Thirty years of charting Wawa’s real estate and development course hasn’t come without a few missteps, as Gilligan is quick to point out.

“The science of site selection is never going to be 100 percent. Sure, we’ve got proprietary models that predict how many gallons of gas we’ll sell or how many hoagies we’ll make in a month, but none of these models are perfect,” says Gilligan, who earned his MBA from LeBow in 2006 at the age of 50. “That’s where the art complements the science. That’s what makes it interesting. But that’s also what makes it uncertain.”

For instance, when Wawa first expanded to Virginia in 1998, the stores were struggling. But that didn’t really make sense. The numbers were solid. The stores should have been booming. There was, however, an issue of perception that Gilligan and Co. hadn’t properly anticipated.

“In Virginia, we were seen mostly as a big gas station, and it was hard to convince people to come in and get food there because they weren’t used to popping into a gas station for a good sandwich,” says Gilligan. “We didn’t see that coming.”

But of course, Gilligan adds, these setbacks always serve as lessons moving forward. For instance, when Wawa set out on its Florida migration, the company decided to heavily advertise its food and coffee, letting the gas more or less sell itself. What’s more, Gilligan says many lessons have already been learned in Florida that will inform decisions the company makes as it looks to add 25 additional stores this year in the Northeast.

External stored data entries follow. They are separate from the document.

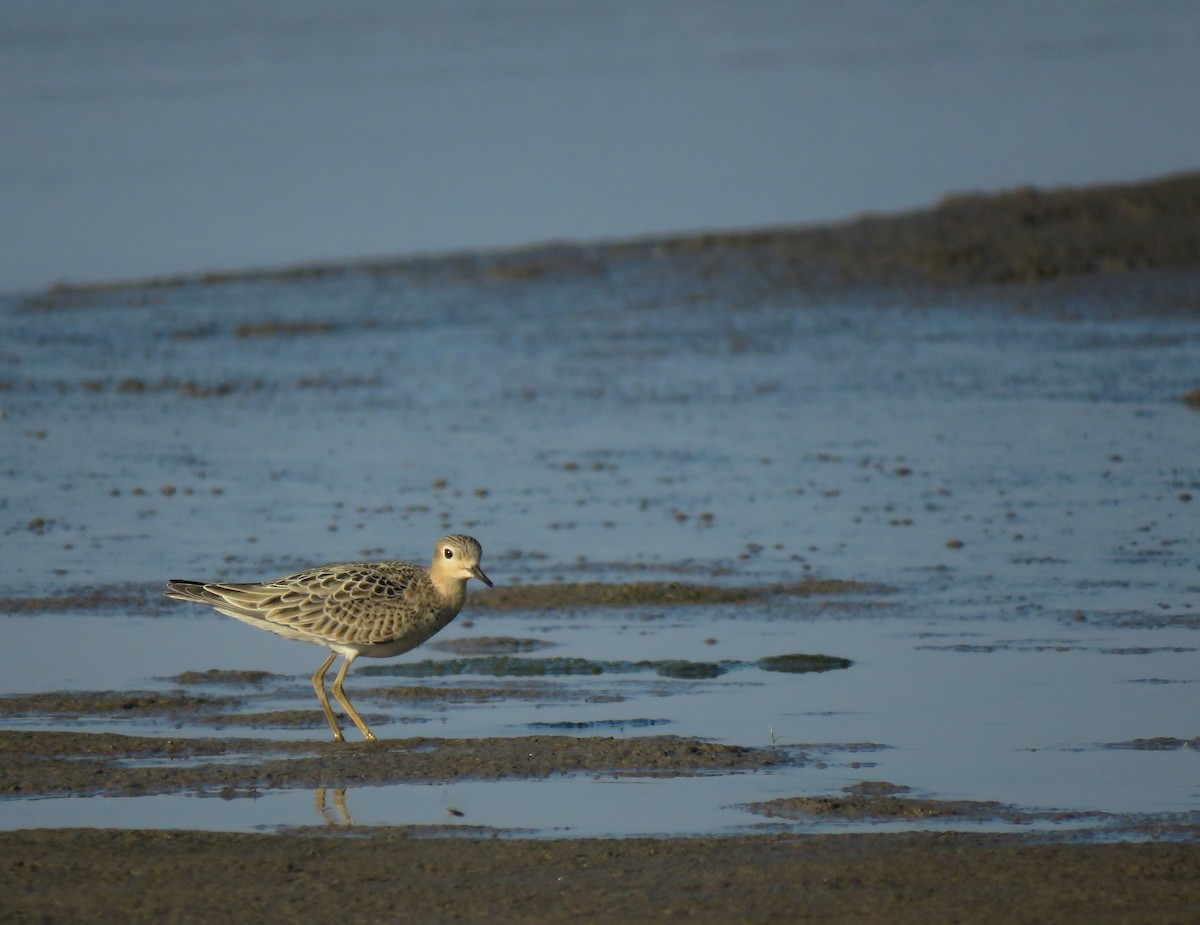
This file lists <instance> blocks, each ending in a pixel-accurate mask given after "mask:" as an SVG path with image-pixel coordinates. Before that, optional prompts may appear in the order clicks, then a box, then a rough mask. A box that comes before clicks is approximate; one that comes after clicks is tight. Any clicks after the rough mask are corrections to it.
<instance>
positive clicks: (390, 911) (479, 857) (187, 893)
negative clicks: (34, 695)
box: [0, 830, 1200, 925]
mask: <svg viewBox="0 0 1200 925" xmlns="http://www.w3.org/2000/svg"><path fill="white" fill-rule="evenodd" d="M0 845H2V848H4V861H2V863H0V917H2V918H4V920H5V921H10V923H58V921H62V923H66V921H72V923H92V921H94V923H113V921H124V923H158V924H161V925H169V924H170V923H185V921H187V923H263V921H288V923H295V924H296V925H300V924H301V923H329V921H354V923H368V921H430V923H440V921H480V923H484V921H524V923H563V921H628V923H637V921H674V920H680V921H701V923H709V921H710V923H731V921H824V923H828V921H856V923H881V924H882V923H888V925H902V924H904V923H917V924H919V925H925V923H931V921H972V923H1009V921H1013V923H1015V921H1038V923H1122V924H1123V925H1132V924H1133V923H1154V925H1168V924H1169V923H1180V925H1183V924H1184V923H1194V921H1195V920H1196V917H1198V915H1200V847H1198V846H1195V845H1194V843H1187V845H1177V843H1175V845H1171V843H1168V845H1030V843H1024V842H1021V841H1020V840H1019V839H1013V837H988V836H968V835H932V834H913V835H841V836H818V837H780V836H770V835H764V836H760V837H746V839H685V840H673V841H659V840H644V839H634V840H623V841H612V840H587V841H527V840H522V841H499V840H492V839H487V840H464V839H437V837H412V836H410V835H408V834H406V833H396V831H376V833H360V834H358V836H356V837H328V836H323V835H320V834H313V835H308V834H296V835H224V834H204V833H146V831H90V830H67V831H20V833H12V834H6V835H4V836H0Z"/></svg>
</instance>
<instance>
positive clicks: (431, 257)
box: [25, 172, 1200, 310]
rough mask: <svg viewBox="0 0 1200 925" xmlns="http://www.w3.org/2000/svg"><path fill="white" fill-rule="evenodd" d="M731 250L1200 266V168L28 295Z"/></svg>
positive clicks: (529, 274)
mask: <svg viewBox="0 0 1200 925" xmlns="http://www.w3.org/2000/svg"><path fill="white" fill-rule="evenodd" d="M718 252H736V253H738V254H740V257H742V258H743V259H750V260H752V262H754V263H756V264H760V265H761V266H762V268H763V270H764V272H769V274H770V275H772V276H775V277H776V278H778V277H780V276H782V278H780V280H779V281H780V282H784V283H791V284H793V286H794V287H796V288H799V289H806V288H817V289H821V288H828V287H836V286H844V284H851V283H871V284H884V286H926V287H959V286H979V284H985V286H996V284H1012V283H1015V284H1030V283H1039V282H1048V281H1054V280H1068V278H1073V277H1081V276H1092V275H1097V274H1116V272H1127V271H1136V270H1165V269H1186V268H1195V266H1200V172H1193V173H1183V174H1175V175H1171V176H1165V178H1158V179H1152V180H1146V181H1142V182H1128V184H1104V185H1096V186H1081V187H1061V188H1051V190H1042V188H1037V187H1032V186H1027V187H1018V188H1014V190H1008V191H1001V192H995V193H955V194H950V196H947V197H944V198H943V199H942V200H941V202H940V203H937V204H936V205H934V206H930V208H925V209H918V210H913V211H906V212H896V214H890V215H876V214H866V215H862V216H859V217H856V218H850V220H846V221H841V222H833V223H827V224H814V226H796V227H779V228H762V229H752V230H730V232H700V233H695V234H673V235H654V236H646V238H636V239H629V240H618V241H600V242H588V244H581V242H560V244H542V245H530V246H524V247H515V248H503V250H494V251H484V252H478V253H457V254H442V256H414V257H398V258H380V259H364V260H348V262H337V263H322V262H314V263H308V264H301V265H293V266H282V268H274V269H250V270H229V271H209V272H199V274H184V275H175V276H161V277H154V278H148V280H125V281H113V282H97V283H58V284H55V286H53V287H50V288H49V289H47V290H46V292H44V293H42V294H38V295H34V296H31V298H30V299H28V300H25V307H26V308H35V310H36V308H53V307H58V305H59V301H60V300H64V299H65V300H67V301H68V302H70V298H71V295H82V294H86V293H89V292H97V290H112V289H125V288H139V289H144V288H169V287H176V286H196V284H205V286H206V284H220V283H227V282H236V281H246V280H293V278H305V277H323V276H336V275H338V274H344V272H364V274H380V275H386V274H392V272H438V271H450V272H456V274H458V275H464V276H472V275H478V276H481V277H487V278H494V280H504V278H509V280H528V278H535V277H539V276H546V275H551V274H563V272H586V274H587V272H589V274H600V272H602V271H604V262H605V260H606V259H613V258H619V257H634V256H637V254H640V253H641V254H644V256H658V257H670V256H678V257H696V256H703V254H706V253H718Z"/></svg>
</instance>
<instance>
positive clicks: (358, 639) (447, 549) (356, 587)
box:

For instance, when customers walk into the Florida stores the first thing they see is an enormous made-to-order food station and bakery shelves. “The food is front and center,” says Gilligan. “That’s going to be a big thing moving forward.” There’s also a lot more glass, more “openness” to the floor plan, and even outdoor seating, which Gilligan says will soon begin cropping up in new and remodeled Northeast locations.

Also on the horizon, Gilligan will help lead what he calls “a vast remodeling and reinvestment plan” that will include a $500 million investment in the construction and renovation of 500 stores over the next five years.

“It’s a major investment of money and people into some older, tired looking Wawa stores that we’re going to help transform into beautiful Wawa stores,” says Gilligan.

Looking back, Gilligan thinks about his childhood passion for architecture. The way he used to marvel at those bridges and buildings. The passion he had to eventually build something himself. But what he’s helped build at Wawa, he says, is much more interesting and rewarding than the sum total of nuts and bolts.

“Yes, it started as building and putting things together. And yes, there’s a lot of pride when I drive past a store on Route 70 or 38 and think about how long it took to build. But when I sit back and look at what we’ve put together here, it’s much broader than just buildings. It’s the people,” says Gilligan. “It’s not just sitting down with calculators and maps and data. It’s about building these places with people and for people. That’s what gives me a tremendous sense of accomplishment.”